Machine Learning (ML) requires vast amounts of data, but often the data sets that enrich the models are owned by different parties and protected by privacy, security, trade secrets, or regulatory requirements. Likewise, the applied ML models (e.g., classifiers) are often owned by different parties and may be proprietary, requiring stringent protection to reduce the threat of exposure for the input data and modeling results. Due to these limitations, organizations in the government and private sector are unable to cooperate fully in model training and development to gain the best performance of ML systems.
Patriot Labs is interested in Cooperative Secure Learning (CSL) that supports new methods of protecting data, models, and model outputs among multiple entities and/or stakeholder groups. The primary aim is to enable cooperation and the secure sharing of information for the purpose of improving each other’s ML models, while assuring the individual privacy of pre-existing datasets and models.
For purposes of this CFI, solutions should focus on delivering working prototypes of computational techniques for improving ML models; and providing insights and methods that support privacy preservation and data security. Underlying algorithms will be evaluated based on their accuracy and privacy as well as their computational feasibility. Demonstrations should be based on a realistic use case to which CSL can be applied; and be reflective of a realistic data or model sharing problem. The use case may span any discipline, including, defense, medical, industrial, cyber, or other national security domains.
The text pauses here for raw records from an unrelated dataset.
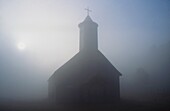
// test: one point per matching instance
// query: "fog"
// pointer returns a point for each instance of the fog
(134, 35)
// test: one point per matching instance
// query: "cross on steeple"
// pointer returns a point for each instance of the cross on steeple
(88, 10)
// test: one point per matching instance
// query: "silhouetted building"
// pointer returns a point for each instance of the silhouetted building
(88, 77)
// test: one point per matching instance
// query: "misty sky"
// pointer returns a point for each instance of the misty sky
(128, 29)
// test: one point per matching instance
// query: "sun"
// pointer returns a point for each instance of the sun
(21, 46)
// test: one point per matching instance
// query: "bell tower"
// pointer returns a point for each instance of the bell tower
(88, 34)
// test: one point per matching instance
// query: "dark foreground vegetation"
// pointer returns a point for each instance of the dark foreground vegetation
(123, 105)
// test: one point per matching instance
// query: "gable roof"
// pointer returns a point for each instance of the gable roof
(83, 66)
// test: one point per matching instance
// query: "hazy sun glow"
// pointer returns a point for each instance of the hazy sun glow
(21, 46)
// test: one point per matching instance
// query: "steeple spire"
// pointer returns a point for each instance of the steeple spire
(88, 10)
(88, 34)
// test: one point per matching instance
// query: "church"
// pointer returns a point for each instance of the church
(88, 77)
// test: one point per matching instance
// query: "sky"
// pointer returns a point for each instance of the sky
(49, 34)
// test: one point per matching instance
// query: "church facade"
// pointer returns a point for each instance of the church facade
(88, 77)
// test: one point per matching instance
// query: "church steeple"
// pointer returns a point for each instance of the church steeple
(88, 35)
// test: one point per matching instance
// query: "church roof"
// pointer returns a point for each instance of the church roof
(84, 66)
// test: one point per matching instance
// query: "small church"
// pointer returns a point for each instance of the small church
(88, 77)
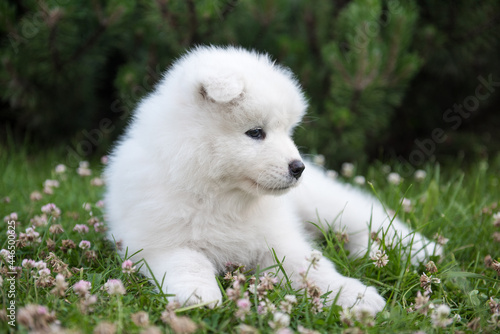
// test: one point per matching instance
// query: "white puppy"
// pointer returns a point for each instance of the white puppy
(208, 174)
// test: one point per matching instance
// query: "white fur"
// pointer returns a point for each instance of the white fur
(190, 189)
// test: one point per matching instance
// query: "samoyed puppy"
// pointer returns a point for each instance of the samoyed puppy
(207, 173)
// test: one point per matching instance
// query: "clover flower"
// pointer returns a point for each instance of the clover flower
(314, 258)
(364, 315)
(51, 209)
(380, 259)
(60, 286)
(36, 196)
(420, 175)
(441, 240)
(359, 180)
(128, 267)
(83, 169)
(243, 305)
(140, 318)
(347, 170)
(422, 302)
(280, 320)
(114, 287)
(80, 228)
(36, 318)
(394, 178)
(331, 174)
(287, 304)
(426, 281)
(97, 182)
(319, 160)
(44, 279)
(179, 324)
(56, 229)
(496, 219)
(41, 220)
(431, 267)
(60, 169)
(82, 288)
(84, 244)
(440, 316)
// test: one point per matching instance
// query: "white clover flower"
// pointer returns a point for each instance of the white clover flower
(280, 320)
(406, 204)
(347, 169)
(440, 316)
(420, 175)
(394, 178)
(380, 259)
(315, 258)
(114, 287)
(60, 169)
(81, 228)
(51, 184)
(51, 209)
(331, 174)
(128, 267)
(82, 288)
(84, 244)
(319, 160)
(386, 169)
(97, 182)
(360, 180)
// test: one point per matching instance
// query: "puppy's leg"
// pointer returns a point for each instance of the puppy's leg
(333, 204)
(188, 274)
(295, 251)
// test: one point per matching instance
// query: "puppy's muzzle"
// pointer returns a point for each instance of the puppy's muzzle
(295, 168)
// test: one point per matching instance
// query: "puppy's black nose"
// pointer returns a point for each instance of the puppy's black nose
(296, 167)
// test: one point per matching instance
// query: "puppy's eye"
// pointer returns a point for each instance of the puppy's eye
(256, 133)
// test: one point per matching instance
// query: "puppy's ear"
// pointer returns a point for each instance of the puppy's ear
(222, 88)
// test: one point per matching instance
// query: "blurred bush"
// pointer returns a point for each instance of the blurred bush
(379, 74)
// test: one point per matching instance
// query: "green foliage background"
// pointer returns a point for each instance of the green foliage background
(379, 74)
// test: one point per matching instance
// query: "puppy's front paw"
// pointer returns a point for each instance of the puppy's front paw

It should include relevant group relationships, including privacy/security relationships among the group members, clearly identifying what information in the models and data need to be protected.
Proposed solutions should describe the privacy technology approach for sharing information among parties, and how the secure representations of the data and models can be used for training models and sharing results appropriately. The development workplan should include: (i) a high-level description of the methodologies to be applied in the CSL solution drawing from research in homomorphic encryption, multiparty security, differential privacy, and other methods; (ii) an explanation of how the algorithm scales with the number of parties, data size, and ML model type and size; and (iii) an analysis on the tradeoffs between model performance vs. data privacy (accounting for security relationships) and model performance vs. model privacy.
Approaches could include a two-step development approach, where Step 1 represents a relatively simple use case and Step 2 is a more realistic use case reflective of real-world scenarios. Special consideration given to solutions that draw upon cryptographic methods (e.g., secure multiparty computation, homomorphic encryption, etc.,) differential privacy, and other methodologies. While a complete software package of the CSL prototype may not be a practical outcome of this CFI effort, it should result in new methods that enable better informed and more robust ML models without compromising privacy.